Easier said than done – thinking without words. Except you can’t say it, because you are thinking without words.
So take a breath, hold it in for a moment, and then breathe out. If you are listening, close your eyes, breathe in… breathe out. Through your nose, a drag in, and a push out.
I hope you are sitting comfortably? Just nod or shake your head, don’t reply, not in voice, not in mind.
You know how it’s easier to remember your phone number, if you say it out loud? Just like a good Shakespearean actor, I myself need the to-be-or-not-to-be – I need the opening line – the oh-seven-eight, to deliver the rest of my number. And when it’s not your phone number but rather your pin code you are typing in, while around people. What do you do? Lips pursed I mumble. Mmhm-mm-mhm-hmm – eight three seven five.

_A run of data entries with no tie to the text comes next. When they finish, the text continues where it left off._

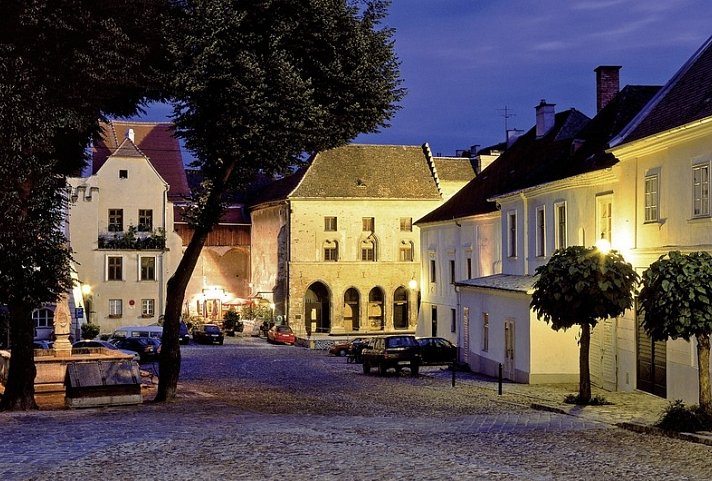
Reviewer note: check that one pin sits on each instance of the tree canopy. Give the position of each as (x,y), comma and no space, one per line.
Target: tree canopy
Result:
(63,65)
(581,286)
(261,83)
(676,302)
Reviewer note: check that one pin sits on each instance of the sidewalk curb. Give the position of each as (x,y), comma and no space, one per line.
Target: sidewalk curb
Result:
(692,437)
(705,439)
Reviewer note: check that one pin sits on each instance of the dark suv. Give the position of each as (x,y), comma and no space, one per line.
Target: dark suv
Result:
(392,352)
(208,334)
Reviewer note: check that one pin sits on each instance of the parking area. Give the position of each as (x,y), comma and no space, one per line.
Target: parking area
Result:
(252,410)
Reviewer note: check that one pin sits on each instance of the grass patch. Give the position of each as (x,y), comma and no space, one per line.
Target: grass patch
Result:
(596,400)
(681,418)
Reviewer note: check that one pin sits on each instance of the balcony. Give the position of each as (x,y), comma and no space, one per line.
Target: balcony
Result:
(133,239)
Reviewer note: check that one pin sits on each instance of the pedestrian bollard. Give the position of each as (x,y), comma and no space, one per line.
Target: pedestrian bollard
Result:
(500,379)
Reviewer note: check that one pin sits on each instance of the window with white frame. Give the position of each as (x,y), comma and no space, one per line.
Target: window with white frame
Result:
(145,220)
(368,250)
(115,308)
(701,190)
(652,196)
(148,307)
(116,220)
(331,251)
(512,234)
(540,232)
(604,217)
(560,220)
(114,268)
(330,224)
(147,271)
(406,251)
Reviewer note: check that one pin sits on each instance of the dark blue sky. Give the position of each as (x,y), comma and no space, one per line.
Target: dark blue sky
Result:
(464,61)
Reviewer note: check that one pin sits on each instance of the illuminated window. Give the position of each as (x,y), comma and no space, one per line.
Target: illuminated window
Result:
(701,190)
(406,251)
(604,217)
(148,269)
(331,251)
(145,220)
(116,220)
(368,250)
(512,234)
(540,232)
(148,307)
(560,219)
(330,224)
(115,308)
(114,268)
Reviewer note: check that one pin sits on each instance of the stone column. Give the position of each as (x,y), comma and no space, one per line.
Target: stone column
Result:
(62,326)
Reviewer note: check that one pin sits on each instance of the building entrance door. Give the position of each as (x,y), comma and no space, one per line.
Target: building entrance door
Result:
(508,368)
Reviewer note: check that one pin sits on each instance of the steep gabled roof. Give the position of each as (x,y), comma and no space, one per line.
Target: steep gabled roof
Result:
(573,147)
(687,97)
(454,169)
(369,172)
(155,140)
(527,162)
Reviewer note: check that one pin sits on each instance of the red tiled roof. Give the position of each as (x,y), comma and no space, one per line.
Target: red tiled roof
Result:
(156,141)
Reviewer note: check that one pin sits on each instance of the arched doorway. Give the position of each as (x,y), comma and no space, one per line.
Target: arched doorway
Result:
(317,309)
(400,308)
(375,309)
(352,316)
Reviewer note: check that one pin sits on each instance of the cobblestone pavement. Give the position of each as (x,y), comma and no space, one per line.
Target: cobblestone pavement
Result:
(249,410)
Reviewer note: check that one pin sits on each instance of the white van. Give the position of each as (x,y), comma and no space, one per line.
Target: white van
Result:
(138,331)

We’ll try to do the same about thinking.
I’ll name some animals, and let’s see if you can imagine them.
A dolphin. A sheep. A dog. A cat. Your neighbour.
We will start again. And when I call out the animal, try imagining it, but do not to think it’s name, do not to put a label under it. Just look at it.

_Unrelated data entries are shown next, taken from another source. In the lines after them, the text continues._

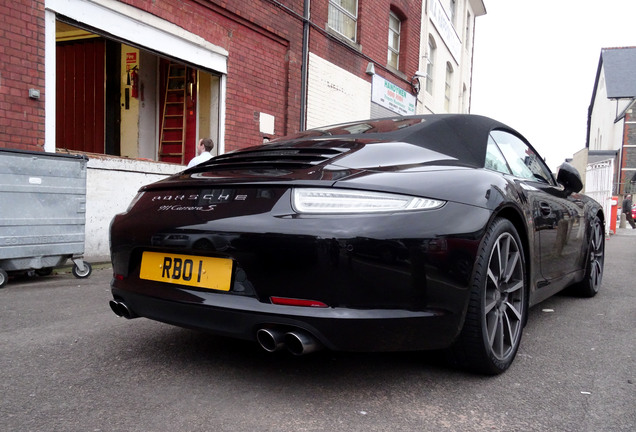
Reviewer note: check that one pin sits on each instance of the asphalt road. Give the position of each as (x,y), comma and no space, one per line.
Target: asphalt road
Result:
(67,363)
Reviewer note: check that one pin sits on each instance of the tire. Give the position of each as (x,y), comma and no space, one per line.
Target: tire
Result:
(46,271)
(498,307)
(594,262)
(88,269)
(4,278)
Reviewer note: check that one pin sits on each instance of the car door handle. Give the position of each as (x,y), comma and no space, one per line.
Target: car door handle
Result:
(546,210)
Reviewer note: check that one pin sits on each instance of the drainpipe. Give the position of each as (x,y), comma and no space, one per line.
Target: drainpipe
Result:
(304,66)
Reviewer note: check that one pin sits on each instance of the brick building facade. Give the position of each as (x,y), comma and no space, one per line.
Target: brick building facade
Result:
(109,79)
(22,68)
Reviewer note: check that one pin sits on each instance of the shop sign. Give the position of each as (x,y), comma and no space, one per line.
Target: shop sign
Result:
(392,97)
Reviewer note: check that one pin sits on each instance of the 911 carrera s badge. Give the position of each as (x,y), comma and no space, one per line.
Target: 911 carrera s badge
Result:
(204,201)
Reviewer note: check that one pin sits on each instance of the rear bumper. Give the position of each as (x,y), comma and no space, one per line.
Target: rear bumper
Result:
(340,329)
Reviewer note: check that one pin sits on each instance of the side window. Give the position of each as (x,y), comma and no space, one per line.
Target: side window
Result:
(522,160)
(494,159)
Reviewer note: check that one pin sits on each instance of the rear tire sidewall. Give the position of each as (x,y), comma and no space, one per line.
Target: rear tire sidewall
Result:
(473,343)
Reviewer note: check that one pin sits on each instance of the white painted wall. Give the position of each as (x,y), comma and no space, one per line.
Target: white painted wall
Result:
(460,58)
(111,184)
(335,95)
(605,134)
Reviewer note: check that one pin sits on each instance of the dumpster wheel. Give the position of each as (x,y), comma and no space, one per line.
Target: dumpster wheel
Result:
(81,274)
(4,278)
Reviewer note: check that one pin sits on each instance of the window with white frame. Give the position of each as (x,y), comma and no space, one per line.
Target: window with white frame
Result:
(467,36)
(447,92)
(430,64)
(395,25)
(343,17)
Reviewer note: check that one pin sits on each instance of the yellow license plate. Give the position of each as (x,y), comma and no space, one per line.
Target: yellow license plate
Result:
(196,271)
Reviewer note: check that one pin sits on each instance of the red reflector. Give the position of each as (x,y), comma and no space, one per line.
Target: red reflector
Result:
(297,302)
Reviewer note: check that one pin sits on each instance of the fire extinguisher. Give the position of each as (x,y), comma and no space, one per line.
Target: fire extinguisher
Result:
(134,78)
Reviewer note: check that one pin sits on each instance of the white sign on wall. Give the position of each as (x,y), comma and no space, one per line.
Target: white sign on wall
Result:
(392,97)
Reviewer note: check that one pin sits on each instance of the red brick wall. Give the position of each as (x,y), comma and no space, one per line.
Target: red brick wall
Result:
(264,41)
(373,31)
(22,68)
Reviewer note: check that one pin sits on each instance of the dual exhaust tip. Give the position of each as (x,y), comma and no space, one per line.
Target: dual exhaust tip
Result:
(297,342)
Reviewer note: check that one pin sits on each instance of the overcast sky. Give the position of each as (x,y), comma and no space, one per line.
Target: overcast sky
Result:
(535,65)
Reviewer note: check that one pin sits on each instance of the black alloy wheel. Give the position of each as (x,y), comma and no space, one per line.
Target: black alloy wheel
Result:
(595,260)
(498,307)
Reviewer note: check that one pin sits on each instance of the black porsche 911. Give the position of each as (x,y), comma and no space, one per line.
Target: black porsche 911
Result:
(408,233)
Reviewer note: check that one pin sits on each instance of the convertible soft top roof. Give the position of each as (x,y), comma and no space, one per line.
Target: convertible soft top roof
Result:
(460,136)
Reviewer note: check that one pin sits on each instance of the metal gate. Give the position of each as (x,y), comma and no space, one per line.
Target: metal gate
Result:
(599,184)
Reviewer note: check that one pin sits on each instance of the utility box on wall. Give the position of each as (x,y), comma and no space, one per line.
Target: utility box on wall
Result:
(42,212)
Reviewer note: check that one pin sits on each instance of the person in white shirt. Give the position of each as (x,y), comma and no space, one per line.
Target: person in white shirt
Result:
(204,149)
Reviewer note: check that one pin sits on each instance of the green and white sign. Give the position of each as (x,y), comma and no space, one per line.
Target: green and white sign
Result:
(392,97)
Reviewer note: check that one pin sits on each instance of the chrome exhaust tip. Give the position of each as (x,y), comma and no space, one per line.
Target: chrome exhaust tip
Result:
(270,340)
(121,309)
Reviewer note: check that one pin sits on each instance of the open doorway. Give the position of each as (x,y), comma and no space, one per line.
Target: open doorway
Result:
(123,100)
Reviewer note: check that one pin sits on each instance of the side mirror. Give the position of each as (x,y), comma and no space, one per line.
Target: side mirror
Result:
(570,178)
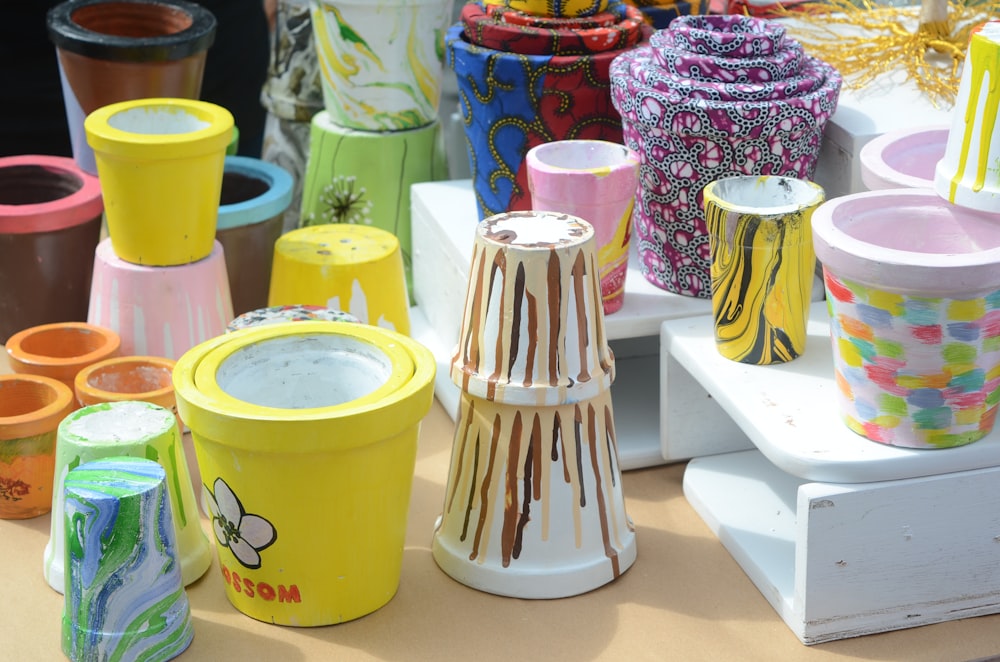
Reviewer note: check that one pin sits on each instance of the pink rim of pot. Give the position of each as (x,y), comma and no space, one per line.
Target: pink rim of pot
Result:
(908,241)
(81,203)
(729,35)
(903,159)
(486,31)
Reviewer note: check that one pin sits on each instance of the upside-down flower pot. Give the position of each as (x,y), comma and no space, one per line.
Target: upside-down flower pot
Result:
(161,162)
(712,97)
(307,486)
(117,50)
(913,288)
(380,60)
(50,223)
(255,195)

Don’t try to describe it to yourself. You see its fins and its head and the long nose, its toothy smile and mischievous smirk, and its slick blue-gray dolphin body. Dolphin.
Now think about how you feel. And remember to not use words.

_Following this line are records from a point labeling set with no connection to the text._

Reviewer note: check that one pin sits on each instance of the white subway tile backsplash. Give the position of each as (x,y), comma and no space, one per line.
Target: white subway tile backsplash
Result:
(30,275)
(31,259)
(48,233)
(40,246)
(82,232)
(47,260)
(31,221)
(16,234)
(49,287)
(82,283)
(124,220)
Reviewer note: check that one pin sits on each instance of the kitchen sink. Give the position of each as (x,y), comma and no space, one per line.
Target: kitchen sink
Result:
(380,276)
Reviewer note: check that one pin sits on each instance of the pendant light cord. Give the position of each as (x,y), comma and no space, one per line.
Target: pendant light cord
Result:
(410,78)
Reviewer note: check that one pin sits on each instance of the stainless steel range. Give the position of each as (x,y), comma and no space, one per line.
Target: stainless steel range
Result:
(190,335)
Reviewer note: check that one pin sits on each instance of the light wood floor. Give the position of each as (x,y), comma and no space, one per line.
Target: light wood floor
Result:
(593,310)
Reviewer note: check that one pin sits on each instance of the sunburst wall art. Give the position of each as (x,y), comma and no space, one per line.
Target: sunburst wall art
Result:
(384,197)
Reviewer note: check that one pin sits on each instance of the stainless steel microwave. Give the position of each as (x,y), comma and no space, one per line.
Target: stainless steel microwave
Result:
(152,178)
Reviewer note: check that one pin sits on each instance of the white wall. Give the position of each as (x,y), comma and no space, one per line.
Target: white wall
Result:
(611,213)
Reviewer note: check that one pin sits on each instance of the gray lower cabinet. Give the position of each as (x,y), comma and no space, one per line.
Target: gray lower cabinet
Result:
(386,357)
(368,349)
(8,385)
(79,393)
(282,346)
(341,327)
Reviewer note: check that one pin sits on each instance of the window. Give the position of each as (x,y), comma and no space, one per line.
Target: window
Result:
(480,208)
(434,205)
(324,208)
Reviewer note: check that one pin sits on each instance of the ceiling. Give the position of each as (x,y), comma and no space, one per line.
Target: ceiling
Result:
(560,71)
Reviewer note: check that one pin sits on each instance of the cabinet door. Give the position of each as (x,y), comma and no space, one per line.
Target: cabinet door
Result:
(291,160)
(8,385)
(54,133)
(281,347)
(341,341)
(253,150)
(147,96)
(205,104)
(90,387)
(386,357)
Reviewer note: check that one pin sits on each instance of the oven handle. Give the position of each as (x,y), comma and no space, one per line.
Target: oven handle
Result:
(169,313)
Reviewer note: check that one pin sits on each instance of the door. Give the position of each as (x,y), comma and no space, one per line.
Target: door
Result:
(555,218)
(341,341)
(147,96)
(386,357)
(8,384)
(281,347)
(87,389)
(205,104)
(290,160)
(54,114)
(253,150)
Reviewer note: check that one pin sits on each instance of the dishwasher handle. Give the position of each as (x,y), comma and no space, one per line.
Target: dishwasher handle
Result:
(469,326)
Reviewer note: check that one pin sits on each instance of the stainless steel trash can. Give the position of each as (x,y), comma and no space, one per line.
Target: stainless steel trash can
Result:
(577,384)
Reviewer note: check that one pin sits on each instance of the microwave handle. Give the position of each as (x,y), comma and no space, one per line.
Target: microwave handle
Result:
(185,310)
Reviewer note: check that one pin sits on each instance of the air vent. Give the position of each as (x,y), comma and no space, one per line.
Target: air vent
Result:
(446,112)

Is it just blankness? Or your shape, how it feels from inside, if your eyelids are closed. And, like your hands bound behind your back, the absence of words – unthinkable? But try sticking with it for another second.
I’ll give you some more words, so they will be mine not yours. Try to imagine yourself feeling them. Try to imagine it and then try to remember the feeling for a short while. Safe. Tired. Happy. Sad. Blissful. Angry. Relaxed. Now breathe. And notice how it’s easier to go without breath than with it.
Words let us connect. They let us frame visions and project ideas. And they allow us to build sophisticated worlds within sophisticated worlds. They are the ultimate layer of culture, but not the only one. Under the paint there is another painting.
Thinking without words, the more you think about it—without words—is just one, very simple, thing.